Keynote by Georg Greve, at the Plone Conference 2009 in Budapest, Hungary

I am a developer, physicist, author, working for Free Software Foundation Europe.

"Politics is a process by which groups of people make decisions." (http://en.wikipedia.org/wiki/Politics) Decisions about how to spend money, do we relicense software, anything.

"Everything is politics" (Thomas Mann).

The Plone Foundation has Relicensed some of the software this year. You managed to boil that down to a majority vote. Plone could only do that because it has the Plone Foundation. Without such a body you would need consensus, where there is no active opposition to an idea anymore. Consensus can work, but it can also lead to "shoutocracy" where the loudest voices win. For relicensing consensus is not enough, you would need unanimity. Can lead to deadlock, for example when one of the contributors is dead and can no longer agree to anything.

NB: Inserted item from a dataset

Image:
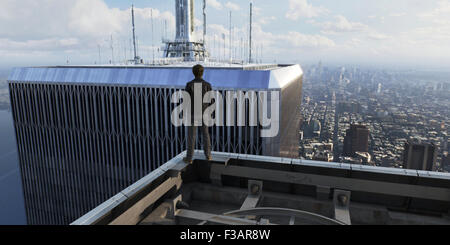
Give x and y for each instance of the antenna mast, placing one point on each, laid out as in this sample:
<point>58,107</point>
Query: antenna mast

Copyright law. For national laws you need majority. In bi/multilateral situations you need unanimity: all parties have to agree. In the United Nations you need consensus. Unanimity can lead to harsh situations, where one party is obviously stronger, or single-party systems where the party says "everyone voted for us".

"In politics, nothing happens by accident. If it happens, you can bet it was planned that way." (Franklin D. Roosevelt).

Trade Related Aspects of Intellectual Property Rights (TRIPS) agreement. Was a coalition of the willing. U.S. Special 301 asks corporations: which companies have been "naughty" this year? Leads of black/grey-listing on behalf of the other corporations. Lobbying is very, very profitable, calculated as 22,000 by a few professors.

"Politics is too serious a matter to be left to politicians." (Charles de Gaulle)

You have to be at the negotiation table otherwise you have no influence, your wishes/needs will not be taken into account. Software patterns, web standards are affecting all of us.

"Those who are too smart to engage in politics are punished by being governed by those who are dumber." (Plato)

Challenge: single vendor versus community. Plone has decided it is a community. How do you address growth? How do we keep our core strong when more and more people come to the community? How do we keep our community able to make decisions? What about the structural "bottleneck bugs" that you know have to be fixed but no-one wants to do it and no customer is going to pay for it?

Open Database Alliance, http://odba.org, is being created. Membership fees are for 50 percent allocated by members and only 20-30 percent allocated by the board. So if either the members or the board want something, it can happen. There is room for plurality and diversity there, also room for Plone as it is also about databases.

Some conclusions.

  1. Get active. Get involved. "In politics, an organised minority is a political majority." (Jesse Jackson)
  2. The most important asset of Plone is you, the community.
  3. Coordinate with your allies. You are not alone. Others are working on the same issues as you. Build alliances with them. That way you can shape things.

"What do your want to be a sailor for? there are greater storms in politics than you will ever find at sea. Piracy, broadsides, blood on the decks. You will find them all in politics." (David Lloyd George)

Build structures that allow your core people to operate without burning out.

Don't make enemies lightly; keep a professional dispute on a professional level: don't make it personal. It is easier to turn a friend into an enemy than turning an enemy into a friend.